Anybody got any info on Pegasus/Moebius? I love both companies and hope they haven't bitten off more than they can chew!

Larry


----------



## Warspite (Aug 3, 2013)

LGFugate said:


> It's been a while now since Pegasus bought Moebius from Frank and while they have (slowly!) been bringing out the last kits announced before the purchase, I've not seen anything new from either Pegasus or Moebius...Are we seeing the end of both lines? I've been building up some of the sci-fi movie kits from Pegasus lately (The Cosmostrator, Luna, etc.) and I got to thinking about this. I just started building the Moebius Jupiter 2 as well, and darnit, I want more! (Please excuse my French!)
> 
> Anybody got any info on Pegasus/Moebius? I love both companies and hope they haven't bitten off more than they can chew!
> 
> Larry


I have been looking for any news from Pegasus but can't find anything from them, not even on their Facebook page which is primarily R/C. Their main website has no news or coming soon pages either.
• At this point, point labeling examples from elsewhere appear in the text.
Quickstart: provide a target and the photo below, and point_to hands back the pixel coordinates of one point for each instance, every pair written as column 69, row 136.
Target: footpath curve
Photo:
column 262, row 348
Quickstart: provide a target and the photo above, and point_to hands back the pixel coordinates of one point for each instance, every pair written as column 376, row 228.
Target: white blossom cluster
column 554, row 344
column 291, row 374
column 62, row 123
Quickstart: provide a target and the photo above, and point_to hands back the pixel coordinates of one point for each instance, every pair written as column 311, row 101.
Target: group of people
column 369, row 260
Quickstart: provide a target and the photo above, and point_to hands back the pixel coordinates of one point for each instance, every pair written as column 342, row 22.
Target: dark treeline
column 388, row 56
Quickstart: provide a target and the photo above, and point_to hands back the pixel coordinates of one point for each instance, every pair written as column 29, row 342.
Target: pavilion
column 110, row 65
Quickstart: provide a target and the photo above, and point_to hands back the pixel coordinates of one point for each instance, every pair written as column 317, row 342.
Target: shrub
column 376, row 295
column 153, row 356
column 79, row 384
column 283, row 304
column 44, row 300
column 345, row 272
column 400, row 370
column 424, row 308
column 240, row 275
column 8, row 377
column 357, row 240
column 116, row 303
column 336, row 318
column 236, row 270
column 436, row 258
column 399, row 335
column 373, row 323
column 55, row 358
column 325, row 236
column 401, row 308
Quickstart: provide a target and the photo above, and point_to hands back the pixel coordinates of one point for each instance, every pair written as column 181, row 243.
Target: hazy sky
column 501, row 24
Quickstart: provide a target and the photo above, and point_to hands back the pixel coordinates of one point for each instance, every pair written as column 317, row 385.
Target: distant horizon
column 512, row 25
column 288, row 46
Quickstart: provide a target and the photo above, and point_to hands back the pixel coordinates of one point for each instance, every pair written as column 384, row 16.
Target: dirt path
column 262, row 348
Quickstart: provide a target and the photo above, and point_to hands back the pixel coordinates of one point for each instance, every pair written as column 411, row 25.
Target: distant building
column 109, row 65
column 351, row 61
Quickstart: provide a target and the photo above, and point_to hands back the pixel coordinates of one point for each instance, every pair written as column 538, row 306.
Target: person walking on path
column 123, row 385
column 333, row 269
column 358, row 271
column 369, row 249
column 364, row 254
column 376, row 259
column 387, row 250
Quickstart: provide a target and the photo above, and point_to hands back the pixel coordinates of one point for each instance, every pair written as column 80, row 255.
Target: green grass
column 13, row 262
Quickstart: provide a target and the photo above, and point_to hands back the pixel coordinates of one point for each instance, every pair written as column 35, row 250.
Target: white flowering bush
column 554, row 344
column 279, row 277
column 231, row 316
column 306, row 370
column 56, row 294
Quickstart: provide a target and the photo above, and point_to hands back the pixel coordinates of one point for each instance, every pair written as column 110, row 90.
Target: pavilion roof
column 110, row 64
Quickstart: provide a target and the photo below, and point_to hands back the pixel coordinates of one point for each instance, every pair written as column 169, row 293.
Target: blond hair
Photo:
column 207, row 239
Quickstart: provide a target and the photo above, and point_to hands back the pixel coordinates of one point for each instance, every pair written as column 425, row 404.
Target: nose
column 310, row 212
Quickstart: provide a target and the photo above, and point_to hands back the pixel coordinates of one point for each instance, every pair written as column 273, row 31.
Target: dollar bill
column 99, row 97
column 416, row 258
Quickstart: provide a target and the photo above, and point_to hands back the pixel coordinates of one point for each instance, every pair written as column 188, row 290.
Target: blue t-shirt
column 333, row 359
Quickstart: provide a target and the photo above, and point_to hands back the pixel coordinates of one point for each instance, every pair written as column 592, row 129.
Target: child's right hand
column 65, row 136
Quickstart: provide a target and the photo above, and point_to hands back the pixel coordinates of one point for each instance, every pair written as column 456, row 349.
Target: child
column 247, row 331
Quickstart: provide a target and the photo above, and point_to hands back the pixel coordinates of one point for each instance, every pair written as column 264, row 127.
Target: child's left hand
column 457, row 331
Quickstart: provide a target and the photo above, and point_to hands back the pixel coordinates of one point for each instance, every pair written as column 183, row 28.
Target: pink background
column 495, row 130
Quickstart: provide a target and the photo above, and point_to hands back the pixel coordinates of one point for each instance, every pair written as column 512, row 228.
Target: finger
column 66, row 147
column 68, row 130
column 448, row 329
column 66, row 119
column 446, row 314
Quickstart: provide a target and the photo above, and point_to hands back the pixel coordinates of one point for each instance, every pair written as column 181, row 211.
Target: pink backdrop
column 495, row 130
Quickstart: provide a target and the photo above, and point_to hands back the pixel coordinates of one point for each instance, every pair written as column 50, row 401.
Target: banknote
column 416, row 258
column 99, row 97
They never mentioned they were in negotiations with Universal for the BSG kit rights and never said a word when they didn't get them. It took people saying they dropped the line to get someone from Pegasus to comment and it was pretty much a rant about people lying. Don't know what he expected when they didn't release any news about anything Moebius related.

Pegasus just went through a big move to a larger location but that was a few months ago and still no news releases. It seems they haven't learned a thing.


----------



## Ross Bailey (Sep 24, 2019)

Warspite said:


> I have been looking for any news from Pegasus but can't find anything from them, not even on their Facebook page which is primarily R/C. Their main website has no news or coming soon pages either. They never mentioned they were in negotiations with Universal for the BSG kit rights and never said a word when they didn't get them. It took people saying they dropped the line to get someone from Pegasus to comment and it was pretty much a rant about people lying. Don't know what he expected when they didn't release any news about anything Moebius related.
> 
> Pegasus just went through a big move to a larger location but that was a few months ago and still no news releases. It seems they haven't learned a thing.


Steve over at cult TV man has recently mentioned that they're going to be showing product at an ipms show in August.


----------



## SUNGOD (Jan 20, 2006)

Pegasus.....good company. Lousy public relations.


----------



## Ross Bailey (Sep 24, 2019)

I think we got spoiled when Frank was running the company...he'd really go out of his way to promote upcoming product and was very forthcoming. One of the delights of the Sci-Fi and Fantasy Modeller magazine was being able to see great shots of prototypes for upcoming kits. Of course, that may have also been a double-edged sword for them...those who have been on this board for a long time know that reps for kit companies can't win for trying sometimes. But admittedly, this long stretch of no info has been worrisome. Moebius has been a great company and I'd hate to lose it...


----------



## LGFugate (Sep 11, 2000)

Amen!


----------



## Ross Bailey (Sep 24, 2019)

Cult has pictures up on his Facebook page of the new Mobius 1/72nd scale 2001 Space clipper with interior. Just made its debut today at the ipms convention in Arizona...


----------



## LGFugate (Sep 11, 2000)

There they are! They were in hiding perfecting that giant Orion III kit!


----------



## 88cruise (Oct 7, 2020)

I have to say honestly that I appreciate Round 2 models & their offerings to us modelers, Moebius Models, Pegasus Hobbies, MPC, Revell, AMT, Polar Lights efforts. You can't please everyone all of the time. But, you can please some, some of the time. If the movie or tv series was a flop, then chances are that it won't be made either. & in the case of Abbot & Costello & monster it wouldn't sell enough models for them the model company to justify the cost. Those classic monster movies of the 30s' & 50s' are just to ify for them to take a chance. Moebius models did Dracula with victim in his arms for example with Bella L as Dracula. But, I am not sure how well that model kit sold. Movies, unless popular enough which are old & are in black & white, oldies but goodies, probably won't get made today. Unless enough fans buy the kits & scream for them load enough. That's the breaks folks. Me, not into it. Jeff Yeager would be the sculptor of choice to bring it to life. Look, at what he did with 66' Batman models, & resin Lon Chainey model kit. The guy is great at his work & Polar Lights released Haunted Mansion in plastic not enough of an interest in it I guess to sell well. 88cruise


----------



## LGFugate (Sep 11, 2000)

I LOVED the Moebius Dracula and his lunch! I wish I had bought the standalone Bella as Dracula as well. The Moebius Invisible Man was a standout as well. I also loved the Moebius Elvira, Mistress of the Dark kit. It's the very first model couch I ever built!!!


----------